Acıbadem Bursa Hastanesi Meme Kliniği Sorumlu Hekimi Prof. Dr. Abdullah Zorluoğlu, kadınların belli aralıklarla memelerini kontrol etmeleri, meme kanserini, ileri aşamalara ulaşmadan fark etmenin ve tedaviye erken başlangıcın ilk adımını oluşturduğunu söyledi.
Son yıllarda meme kanseri bilincinin artması sayesinde hastalara daha erken tanı konulabildiğini vurgulayan Prof. Zorluoğlu, şu bilgileri verdi: "Erken tanı için doğurgan yaş grubundaki her kadının her ay düzenli olarak memesini muayene etmesi ve sorun fark ettiğinde genel cerrahi uzmanına başvurması temel unsur. Risk grubunda olmayan kadınların, hiçbir yakınması olmasa bile 40 yaşından sonra senede bir kez klinik meme muayenesi olmaları ve mamografi çektirmeleri son derece önemli. Risk grubundaki kadınlar ise hekimleri ile bu durumu konuşmalı ve kişiselleştirilmiş bir tarama politikası çerçevesinde izlenmeli."

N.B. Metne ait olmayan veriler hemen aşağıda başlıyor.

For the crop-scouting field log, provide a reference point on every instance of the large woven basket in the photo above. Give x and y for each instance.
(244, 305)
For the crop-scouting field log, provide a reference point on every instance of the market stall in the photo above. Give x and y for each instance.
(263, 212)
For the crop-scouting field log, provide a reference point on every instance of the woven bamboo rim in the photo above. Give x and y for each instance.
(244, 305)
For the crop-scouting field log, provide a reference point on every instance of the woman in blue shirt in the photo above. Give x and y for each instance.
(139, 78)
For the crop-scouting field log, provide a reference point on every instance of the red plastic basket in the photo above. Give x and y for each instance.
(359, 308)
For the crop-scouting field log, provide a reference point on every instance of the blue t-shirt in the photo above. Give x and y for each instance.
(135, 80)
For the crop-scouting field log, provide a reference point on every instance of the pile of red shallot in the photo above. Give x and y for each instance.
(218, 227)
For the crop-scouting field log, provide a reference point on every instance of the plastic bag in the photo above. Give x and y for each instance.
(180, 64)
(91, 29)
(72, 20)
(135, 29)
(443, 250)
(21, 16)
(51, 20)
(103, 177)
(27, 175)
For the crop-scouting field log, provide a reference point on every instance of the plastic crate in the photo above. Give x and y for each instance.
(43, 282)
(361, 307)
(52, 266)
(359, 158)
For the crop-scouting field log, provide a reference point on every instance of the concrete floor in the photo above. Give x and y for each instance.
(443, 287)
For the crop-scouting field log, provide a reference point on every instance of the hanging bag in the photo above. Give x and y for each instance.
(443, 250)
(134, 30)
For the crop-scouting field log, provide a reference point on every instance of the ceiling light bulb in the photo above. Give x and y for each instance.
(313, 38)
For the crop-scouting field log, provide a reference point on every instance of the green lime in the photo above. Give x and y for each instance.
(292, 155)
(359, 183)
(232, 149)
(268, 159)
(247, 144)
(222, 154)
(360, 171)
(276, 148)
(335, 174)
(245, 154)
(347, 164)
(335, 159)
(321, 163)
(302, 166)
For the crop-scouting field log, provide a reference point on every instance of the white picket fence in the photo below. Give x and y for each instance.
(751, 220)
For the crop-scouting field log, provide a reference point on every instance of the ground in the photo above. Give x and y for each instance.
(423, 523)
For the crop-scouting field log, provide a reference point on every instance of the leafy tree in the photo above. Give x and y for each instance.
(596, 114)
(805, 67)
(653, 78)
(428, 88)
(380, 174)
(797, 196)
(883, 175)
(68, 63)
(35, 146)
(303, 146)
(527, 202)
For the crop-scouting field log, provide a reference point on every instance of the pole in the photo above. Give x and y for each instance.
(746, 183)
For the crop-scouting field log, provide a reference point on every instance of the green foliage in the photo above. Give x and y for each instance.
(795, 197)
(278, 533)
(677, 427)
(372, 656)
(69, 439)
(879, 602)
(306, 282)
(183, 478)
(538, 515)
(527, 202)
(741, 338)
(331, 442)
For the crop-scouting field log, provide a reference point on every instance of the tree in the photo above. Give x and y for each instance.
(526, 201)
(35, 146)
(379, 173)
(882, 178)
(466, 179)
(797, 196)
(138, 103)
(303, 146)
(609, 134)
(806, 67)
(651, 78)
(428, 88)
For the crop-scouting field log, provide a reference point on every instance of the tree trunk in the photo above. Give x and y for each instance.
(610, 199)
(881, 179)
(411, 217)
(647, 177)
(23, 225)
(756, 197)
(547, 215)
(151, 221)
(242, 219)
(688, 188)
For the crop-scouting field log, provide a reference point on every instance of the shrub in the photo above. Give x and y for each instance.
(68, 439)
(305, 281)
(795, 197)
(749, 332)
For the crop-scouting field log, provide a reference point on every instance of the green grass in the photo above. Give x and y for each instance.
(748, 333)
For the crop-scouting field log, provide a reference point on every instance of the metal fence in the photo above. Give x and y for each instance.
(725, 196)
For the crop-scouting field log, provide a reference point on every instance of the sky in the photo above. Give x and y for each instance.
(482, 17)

Meme kanserinin, günümüzde multidisipliner yaklaşımla tedavi edilmesi gereken bir hastalık olarak kabul edildiğini belirten Dr. Zorluoğlu, bu nedenle tedavinin başlangıç aşamasında hem cerrahi ve tıbbi onkolojinin hem de radyasyon onkolojisinin görüşü alınarak, tedavinin varılan uzlaşma sonrası planlanması gerektiğini söyledi. Zorluoğlu, şöyle konuştu:
"Günümüzde çoğu hastanın memesi korunabiliyor ve cerrahi sonrası gerçekleştirilecek radyoterapi ve kemoterapi sayesinde ciddi başarılar elde edilebiliyor. Meme koruyucu cerrahi için uygun olmayan hastaların bir bölümüne ameliyat öncesi kemoterapi veriliyor ve tümör boyutunda küçülme sağlandığında meme koruyucu cerrahi uygulanabiliyor. Gerçekleştirilen tedavi planına göre, memesinin tamamının alınmasına karar verilen hastanın uygulanacak cerrahi öncesi konuyu mutlaka plastik rekonstrüktif cerrahla konuşması gerekiyor. Yapılacak cerrahi ile eşzamanlı veya tedavi sonrasında yapılabilecek ayrı bir cerrahi müdahale ile yeni bir meme yapılabiliyor. Hastanın kendi dokusundan veya sentetik malzeme kullanılarak yapılan bu girişimler artık tedavinin bütünü içerisinde değerlendiriliyor ve çoğu hasta tarafından tercih ediliyor."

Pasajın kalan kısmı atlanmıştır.